Each WebSocket instance is bound to the specific task triggered by its corresponding route.
Its behavior may vary depending on which endpoint issued the token.

As of now, this is the only route in the WebSocket API, since all other interactions occur through the socket itself.

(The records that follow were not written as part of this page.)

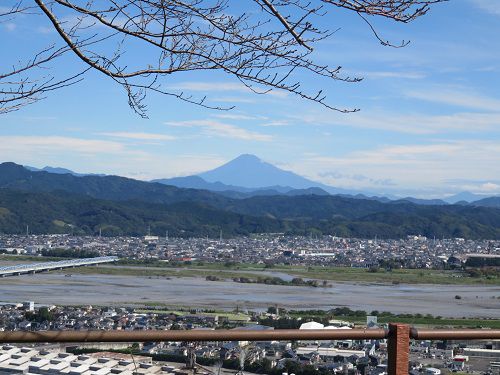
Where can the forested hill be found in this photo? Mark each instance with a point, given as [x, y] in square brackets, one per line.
[58, 212]
[14, 176]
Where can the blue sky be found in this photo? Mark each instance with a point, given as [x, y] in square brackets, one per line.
[428, 125]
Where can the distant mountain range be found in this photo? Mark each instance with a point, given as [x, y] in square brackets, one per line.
[250, 175]
[64, 203]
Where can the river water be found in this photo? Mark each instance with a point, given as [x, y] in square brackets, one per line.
[53, 288]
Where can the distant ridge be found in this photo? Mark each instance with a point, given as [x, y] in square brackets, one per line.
[249, 174]
[249, 171]
[62, 203]
[59, 170]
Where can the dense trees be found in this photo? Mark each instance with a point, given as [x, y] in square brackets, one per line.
[261, 43]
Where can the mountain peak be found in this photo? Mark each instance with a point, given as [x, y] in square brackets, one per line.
[247, 158]
[250, 171]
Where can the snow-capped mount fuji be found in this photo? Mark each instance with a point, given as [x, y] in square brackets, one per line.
[251, 172]
[248, 173]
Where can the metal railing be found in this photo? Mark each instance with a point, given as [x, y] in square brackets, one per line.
[398, 336]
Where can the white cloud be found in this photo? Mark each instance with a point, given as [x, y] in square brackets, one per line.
[56, 144]
[219, 129]
[392, 74]
[490, 6]
[225, 87]
[418, 124]
[140, 136]
[461, 97]
[411, 167]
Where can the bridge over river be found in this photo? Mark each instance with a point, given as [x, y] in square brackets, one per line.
[47, 266]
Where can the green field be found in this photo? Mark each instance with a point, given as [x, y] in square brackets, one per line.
[399, 276]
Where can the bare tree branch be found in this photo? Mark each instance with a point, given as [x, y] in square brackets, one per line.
[261, 43]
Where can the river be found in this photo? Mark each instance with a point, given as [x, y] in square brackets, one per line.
[56, 288]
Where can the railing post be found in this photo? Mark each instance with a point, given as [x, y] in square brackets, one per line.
[398, 349]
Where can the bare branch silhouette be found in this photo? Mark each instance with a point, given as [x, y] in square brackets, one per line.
[262, 43]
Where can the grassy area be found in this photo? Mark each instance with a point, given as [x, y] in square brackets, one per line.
[229, 315]
[254, 270]
[152, 272]
[425, 322]
[398, 276]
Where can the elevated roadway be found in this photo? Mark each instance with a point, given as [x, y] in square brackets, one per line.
[47, 266]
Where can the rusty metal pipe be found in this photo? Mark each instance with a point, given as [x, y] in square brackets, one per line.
[455, 334]
[191, 335]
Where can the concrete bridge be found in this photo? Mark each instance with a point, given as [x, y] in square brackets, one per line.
[47, 266]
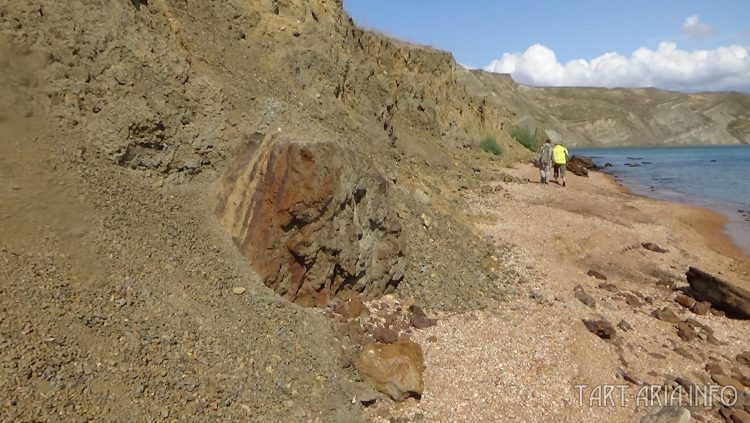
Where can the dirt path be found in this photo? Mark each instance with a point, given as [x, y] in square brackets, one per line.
[523, 361]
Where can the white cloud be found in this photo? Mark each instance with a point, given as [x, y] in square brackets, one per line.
[693, 27]
[667, 67]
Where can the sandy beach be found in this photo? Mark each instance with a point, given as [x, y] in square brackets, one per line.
[533, 359]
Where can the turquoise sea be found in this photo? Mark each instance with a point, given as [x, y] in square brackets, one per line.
[715, 177]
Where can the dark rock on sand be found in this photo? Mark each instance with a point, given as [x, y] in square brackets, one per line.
[701, 308]
[722, 295]
[667, 415]
[744, 358]
[624, 326]
[601, 328]
[685, 301]
[666, 314]
[597, 275]
[653, 247]
[584, 296]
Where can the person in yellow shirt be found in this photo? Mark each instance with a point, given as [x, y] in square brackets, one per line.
[560, 157]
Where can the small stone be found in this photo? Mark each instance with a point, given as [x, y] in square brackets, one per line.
[426, 220]
[725, 380]
[601, 328]
[584, 297]
[653, 247]
[701, 308]
[350, 309]
[608, 287]
[740, 416]
[393, 369]
[422, 197]
[385, 335]
[685, 331]
[744, 358]
[685, 301]
[597, 275]
[632, 300]
[685, 353]
[667, 415]
[715, 369]
[666, 314]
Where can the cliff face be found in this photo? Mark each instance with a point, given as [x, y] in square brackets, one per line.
[134, 117]
[621, 117]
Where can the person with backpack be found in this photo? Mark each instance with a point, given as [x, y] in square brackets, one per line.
[544, 161]
[560, 157]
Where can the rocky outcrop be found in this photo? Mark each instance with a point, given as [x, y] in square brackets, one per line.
[314, 220]
[722, 295]
[393, 369]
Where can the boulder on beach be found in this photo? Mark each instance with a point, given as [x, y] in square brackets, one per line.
[580, 165]
[722, 295]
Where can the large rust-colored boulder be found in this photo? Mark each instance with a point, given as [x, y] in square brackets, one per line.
[393, 369]
[313, 218]
[722, 295]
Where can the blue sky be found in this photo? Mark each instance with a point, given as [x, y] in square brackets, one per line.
[685, 45]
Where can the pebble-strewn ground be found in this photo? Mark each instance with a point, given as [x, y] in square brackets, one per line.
[523, 360]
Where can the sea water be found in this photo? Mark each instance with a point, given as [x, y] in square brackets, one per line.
[715, 177]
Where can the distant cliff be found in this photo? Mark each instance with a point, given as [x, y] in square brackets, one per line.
[620, 116]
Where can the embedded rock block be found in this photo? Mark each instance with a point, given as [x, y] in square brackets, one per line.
[314, 219]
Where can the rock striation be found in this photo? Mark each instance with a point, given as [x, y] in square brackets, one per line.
[313, 218]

Working with WebSocket Routes

The socket exchanges data in JSON format.
You may encounter up to four top-level objects in the messages you receive.

Objects:

  • Event

  • Error

  • Result

  • Data

Audio can be either streamed or received, and it is encoded in Base64 for transport through the socket. The same message structure applies in both directions — sending and receiving:

CODE
{
  "data": "data:audio/pcm;base64,<base64_audio>",
  "last": <bool>
}

Below, we describe in detail how the socket behaves for each supported technology.


Advanced Recognition

ROUTE Recognize

CODE
/v1/advanced-recognition/recognize   

Messages

SEND Audio Chunk Message

JSON
{
  "data": "data:audio/pcm;base64,<base64_audio>",
  "last": <bool>
} 

RECEIVE Asr Result Message

JSON
{
  "result": {
    "technology": "asr",
    "model_name": <string>,
    "type": <int>,
    "type_string": <string>,
    "is_final": <bool>,
    "begin_time": <int>,
    "end_time": <int>,
    "hypotheses": [ <hypothesis>, ... ]
  }
}

Fields

Possible values

Description

model_name

-

The model name associated to the result.

type

[0,1]

The result type as an int value

type_string

[ ASR, NLU ]

The result type as a string value

is_final

[ false, true ]

Indicates whether this result is final or not. if true, this is the final time this result will be returned; if not, then this result is an interim result and may be updated later on.

begin_time

[0, INT_MAX]

The system time in milliseconds at the start of the hypothesis recognition operation.

end_time

[0, INT_MAX]

The system time in milliseconds at the end of the hypothesis recognition operation.

confidence

[0, 10000]

Indicates the likelihood the recognized words are correct.

hypotheses

-

A JSON array containing all the hypotheses of the recognized speech content.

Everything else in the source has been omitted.